A poll conducted by CIPA in April showed only 49% initial support for maintaining SB 1137 among California voters, even before being informed about all the negative aspects of the Energy Shut Down Law. Typically, referendums and initiatives need to start with over 65% support to survive a robust campaign. 

Supporters of SB 1137 tout polling that shows support for upholding the law.  However, unlike CIPA’s polling that used the actual language drafted by the Attorney General, their polling uses language that would not appear in the ballot summary. Supporters ask if voters would support banning new wells near schools, hospitals, and nursing homes.  They do not inform voters the setback distance is a full kilometer, applies to all businesses not just sensitive receptors, and affects maintenance at existing facilities, not just new wells.
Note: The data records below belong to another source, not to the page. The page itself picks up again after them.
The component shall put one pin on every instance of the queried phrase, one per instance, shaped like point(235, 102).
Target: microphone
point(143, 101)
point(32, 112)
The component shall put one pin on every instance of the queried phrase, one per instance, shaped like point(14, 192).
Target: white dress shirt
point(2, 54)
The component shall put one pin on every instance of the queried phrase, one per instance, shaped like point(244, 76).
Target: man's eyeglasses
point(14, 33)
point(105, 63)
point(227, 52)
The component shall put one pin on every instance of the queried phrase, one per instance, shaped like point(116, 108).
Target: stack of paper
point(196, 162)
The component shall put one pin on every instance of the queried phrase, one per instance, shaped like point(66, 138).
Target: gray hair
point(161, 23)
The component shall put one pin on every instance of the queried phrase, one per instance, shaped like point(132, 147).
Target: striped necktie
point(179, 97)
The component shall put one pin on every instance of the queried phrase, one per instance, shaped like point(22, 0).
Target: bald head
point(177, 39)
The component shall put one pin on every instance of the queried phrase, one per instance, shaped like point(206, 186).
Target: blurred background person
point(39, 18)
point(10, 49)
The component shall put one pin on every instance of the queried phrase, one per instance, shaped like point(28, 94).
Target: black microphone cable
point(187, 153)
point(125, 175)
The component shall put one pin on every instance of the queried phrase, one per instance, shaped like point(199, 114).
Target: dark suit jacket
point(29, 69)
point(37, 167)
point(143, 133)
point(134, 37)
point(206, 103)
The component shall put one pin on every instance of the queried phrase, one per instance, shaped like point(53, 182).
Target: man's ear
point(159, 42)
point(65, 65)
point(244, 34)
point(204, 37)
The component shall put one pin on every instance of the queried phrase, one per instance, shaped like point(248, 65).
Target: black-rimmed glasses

Shutting down these permitted assets, into which companies have invested millions of dollars without any proven environmental harm, constitutes an illegal taking under Article 5 of the US Constitution.  It also violates due process and equal protection given that entities with much higher proven emissions that exist in the setback zones such as landfills, ports, water treatment and other industrial facilities, are not shut down by this or any other law. Instead of unfounded claims, the state will have to prove their case in a court of law where statements must be factual and backed by evidence. 

Long Beach residents deserve to have the resources available to them to ensure continuity of funding services to maintain vital services they are accustomed to enjoying.